Assuming you have a non-writing professional background, have you ever blamed it for those moments in the writing life when your courage deserts you?
If not, perhaps you should reconsider.*
The topic I want to noodle on today is one sparked by an online article I read some years ago and wish I could cite. (If you know the post I refer to, please leave me a comment so I can give the author credit!) Alas, all that remains with me is the core idea: that certain types of occupational training, especially training connected to professions like law and medicine, invite caution and steadiness, making it harder to enter the entrepreneurial mindset or take creative leaps.
This idea struck me forcefully at the time and felt deeply true. It also led to a number of discouraging thoughts. (I already struggle against introversion and a nature that defaults to reflection, rather than action. Now I’m to fight 21 years of super-reinforced training?)
Fortunately, it didn’t take long until I saw the counterbalancing argument—the side of hope. For if one can be trained into a state of over-caution, one can presumably be trained out of it. (More on how to deprogram yourself in a bit.)
First, is there any evidence to support this idea?
I’m not aware of any academic studies, so I put out a call on Facebook, asking if other careers had a system to formalize caution. Here are some of the replies:
From Priya Gill : In engineering we use “fail safe” positions so everything is designed such that if it fails it would go to the position of safety. So lights would turn off and systems shut down upon failure rather than staying on and put everything and everyone in danger.”
Terri Lynn Coop mentioned the voluntary oath she took upon graduating. In part, it contains this text: “I am an Engineer. In my profession I take deep pride. To it, I owe solemn obligations… As an Engineer, I pledge to practice integrity and fair dealing, tolerance and respect, and to uphold devotion to the standards and the dignity of my profession, conscious always that my skill carries with it the obligation to serve humanity by making the best use of Earth’s precious wealth.”
D.A. Winsor, an academician by day and writer by night, provided an example of the ethical considerations which go into any kind of academic research.

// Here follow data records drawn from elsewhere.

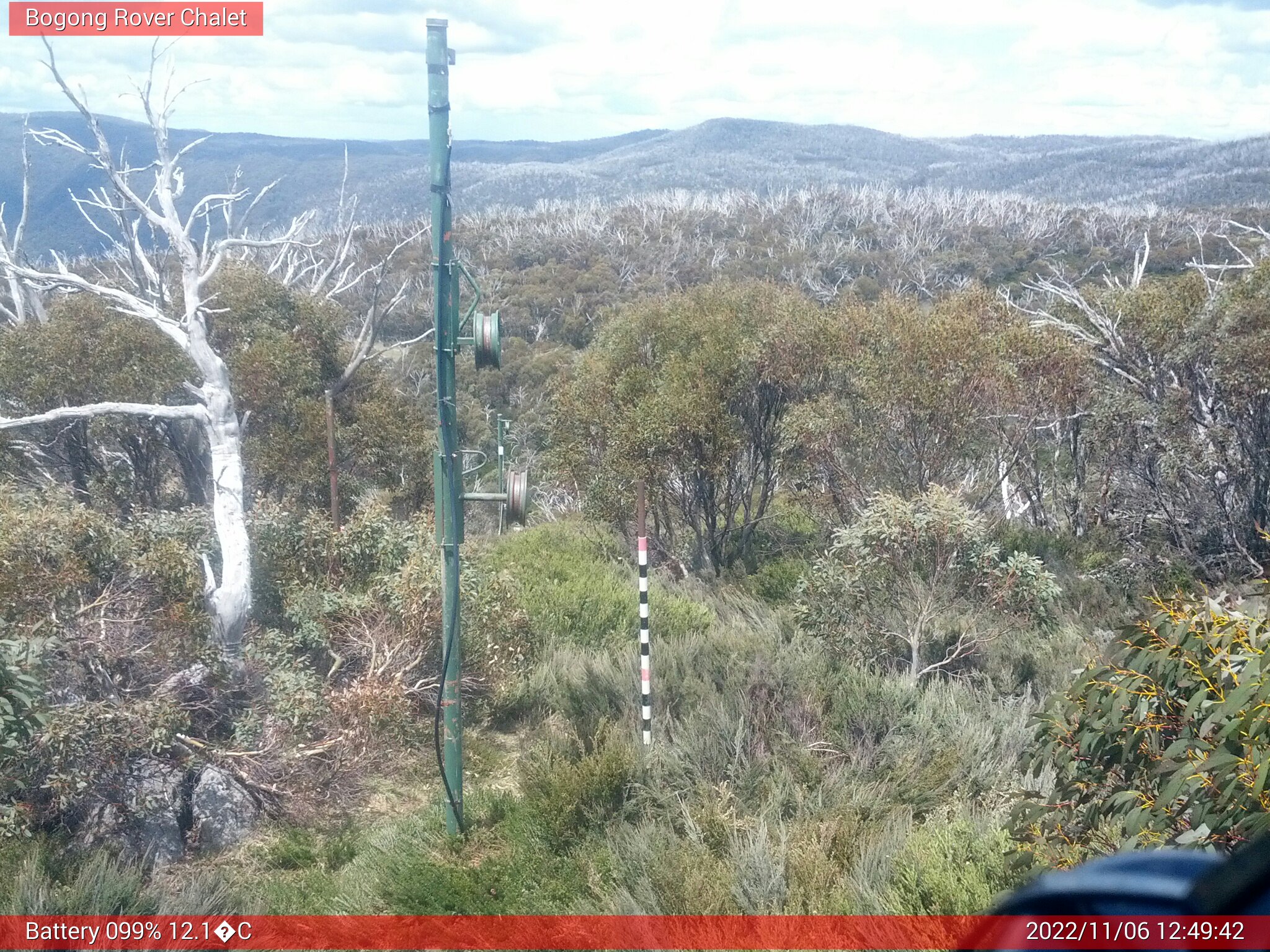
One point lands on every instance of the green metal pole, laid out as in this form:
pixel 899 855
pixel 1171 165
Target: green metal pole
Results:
pixel 502 477
pixel 448 491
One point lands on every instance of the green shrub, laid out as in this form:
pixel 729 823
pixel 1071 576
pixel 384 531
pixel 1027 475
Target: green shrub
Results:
pixel 776 580
pixel 575 791
pixel 950 866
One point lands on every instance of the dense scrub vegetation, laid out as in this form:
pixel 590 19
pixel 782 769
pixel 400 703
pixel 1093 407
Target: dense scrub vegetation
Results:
pixel 890 518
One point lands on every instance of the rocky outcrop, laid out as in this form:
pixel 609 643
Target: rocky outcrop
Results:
pixel 153 811
pixel 140 814
pixel 223 811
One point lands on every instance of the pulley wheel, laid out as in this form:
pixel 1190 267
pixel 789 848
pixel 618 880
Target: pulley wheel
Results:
pixel 518 495
pixel 486 334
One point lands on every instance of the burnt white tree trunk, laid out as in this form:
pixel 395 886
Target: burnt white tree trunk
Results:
pixel 139 287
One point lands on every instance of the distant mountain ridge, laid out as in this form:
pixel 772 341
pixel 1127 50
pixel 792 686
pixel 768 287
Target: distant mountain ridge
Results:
pixel 390 177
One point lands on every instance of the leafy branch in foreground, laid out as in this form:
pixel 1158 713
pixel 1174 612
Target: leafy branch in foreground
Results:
pixel 1165 742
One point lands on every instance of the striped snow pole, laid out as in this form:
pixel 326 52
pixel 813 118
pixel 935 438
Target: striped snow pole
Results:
pixel 644 673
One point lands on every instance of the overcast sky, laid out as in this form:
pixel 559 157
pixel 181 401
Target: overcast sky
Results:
pixel 574 69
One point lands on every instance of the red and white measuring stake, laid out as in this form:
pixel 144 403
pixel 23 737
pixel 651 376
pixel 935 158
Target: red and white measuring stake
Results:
pixel 644 672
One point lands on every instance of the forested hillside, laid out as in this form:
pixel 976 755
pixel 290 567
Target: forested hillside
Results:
pixel 711 157
pixel 957 508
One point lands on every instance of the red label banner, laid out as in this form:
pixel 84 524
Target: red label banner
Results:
pixel 136 19
pixel 633 932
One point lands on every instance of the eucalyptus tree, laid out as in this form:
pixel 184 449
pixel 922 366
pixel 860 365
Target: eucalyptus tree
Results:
pixel 158 270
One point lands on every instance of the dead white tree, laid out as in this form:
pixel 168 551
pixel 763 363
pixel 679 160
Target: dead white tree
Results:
pixel 331 270
pixel 136 281
pixel 23 302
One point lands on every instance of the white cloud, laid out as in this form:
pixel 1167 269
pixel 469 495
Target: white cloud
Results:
pixel 566 69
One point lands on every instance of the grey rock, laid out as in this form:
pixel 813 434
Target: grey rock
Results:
pixel 141 813
pixel 224 811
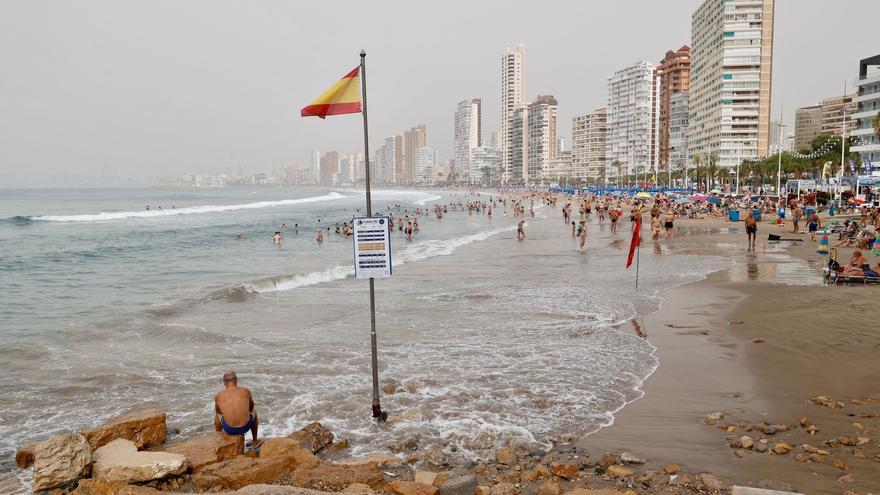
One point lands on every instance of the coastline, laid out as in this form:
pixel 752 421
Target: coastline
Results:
pixel 709 362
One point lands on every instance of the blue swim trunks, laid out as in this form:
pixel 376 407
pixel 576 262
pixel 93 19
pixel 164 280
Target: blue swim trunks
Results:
pixel 240 430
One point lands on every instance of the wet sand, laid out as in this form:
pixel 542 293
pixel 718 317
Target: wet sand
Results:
pixel 815 340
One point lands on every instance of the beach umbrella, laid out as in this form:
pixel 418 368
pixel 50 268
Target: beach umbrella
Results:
pixel 823 245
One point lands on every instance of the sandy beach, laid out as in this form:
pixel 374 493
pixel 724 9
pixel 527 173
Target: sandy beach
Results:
pixel 812 341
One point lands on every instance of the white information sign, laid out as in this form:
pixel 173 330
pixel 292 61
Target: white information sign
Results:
pixel 372 247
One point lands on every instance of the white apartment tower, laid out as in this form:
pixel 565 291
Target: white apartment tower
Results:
pixel 628 148
pixel 467 137
pixel 731 70
pixel 513 82
pixel 541 132
pixel 588 138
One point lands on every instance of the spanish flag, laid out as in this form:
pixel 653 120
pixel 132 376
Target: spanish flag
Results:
pixel 342 97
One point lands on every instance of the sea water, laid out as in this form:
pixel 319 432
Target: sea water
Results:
pixel 489 341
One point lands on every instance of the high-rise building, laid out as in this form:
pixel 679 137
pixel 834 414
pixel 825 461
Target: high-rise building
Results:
pixel 486 163
pixel 541 130
pixel 867 143
pixel 315 165
pixel 671 77
pixel 467 136
pixel 392 163
pixel 425 159
pixel 630 112
pixel 329 168
pixel 677 147
pixel 413 139
pixel 834 110
pixel 731 70
pixel 513 83
pixel 588 139
pixel 807 126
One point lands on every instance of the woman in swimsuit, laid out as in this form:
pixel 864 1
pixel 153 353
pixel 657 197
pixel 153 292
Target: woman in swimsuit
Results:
pixel 751 229
pixel 667 223
pixel 813 224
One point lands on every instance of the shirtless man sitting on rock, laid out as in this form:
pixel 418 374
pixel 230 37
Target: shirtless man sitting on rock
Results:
pixel 234 409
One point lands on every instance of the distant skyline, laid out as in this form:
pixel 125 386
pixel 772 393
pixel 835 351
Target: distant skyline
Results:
pixel 150 89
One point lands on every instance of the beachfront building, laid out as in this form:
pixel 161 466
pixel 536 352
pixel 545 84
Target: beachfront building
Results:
pixel 678 127
pixel 671 78
pixel 541 128
pixel 807 126
pixel 513 82
pixel 866 142
pixel 413 139
pixel 486 164
pixel 629 121
pixel 731 70
pixel 425 159
pixel 588 138
pixel 467 136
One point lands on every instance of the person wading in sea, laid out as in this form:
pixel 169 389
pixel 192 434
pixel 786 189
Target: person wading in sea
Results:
pixel 234 410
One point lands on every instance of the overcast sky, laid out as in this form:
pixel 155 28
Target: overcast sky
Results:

One quote: “The design of the research should be such that all risks are minimized as much as possible, and that any remaining risks are clearly identified to participants so that they may make an informed choice about whether or not to participate…”
And then of course there’s my own contribution. Medicine. A land of high-level contradictions and the Mother of All Risk-Avoidant Professions.
Consider that, to become a doctor, you must adopt:
- a suitable wardrobe, including standardized uniforms and equipment to signify your level of education.
- medical language
- best practices, which can be ritualized to the point they resemble a choreographed dance (eg. How to scrub for OR, how to run a code.)
- illegible handwriting
- most of all, a mindset about risk in a landscape that is oriented to highlighting pathology and danger, rather than strengths.
I know of no better example than First Do No Harm.
Think about that principle for a second. First Do No Harm. When a doctor weighs the potential risks and benefits of a treatment, if he/she can’t be assured of a positive outcome, even in the face of suffering, they are expected to default to inaction.
Further, the courts and governing bodies are not especially kind to medical innovators, or those who would make intuitive leaps and provide off-label treatments.
A Brief Disclaimer
Please note, I’m not trying to say that writing and entrepreneurship require a manic commitment to incaution. But people who write about Resistance, like Seth Godin or Stephen Pressfield, often advocate for a ready-fire-aim worldview, whereas in medicine, the approach might be described as ready-research-aim-consult-aim-aim-fire.
In writing, what might this learned caution look like?
- You hold back on the page—you don’t go there when there is what excites you, and might set your work apart.
- When told your protagonist might alienate readers because of a certain quality, you smooth out their unlikeable edges rather than unearth another trait which would render them compelling and memorable, if controversial.
- You don’t seize an opportunity to connect and collaborate when you yearn to do just that.
- Your work never manages to get completed/ sent/ published/ critiqued for reasons you know in your heart could be swept aside.
- In general, you are reluctant to dance on the razor’s edge.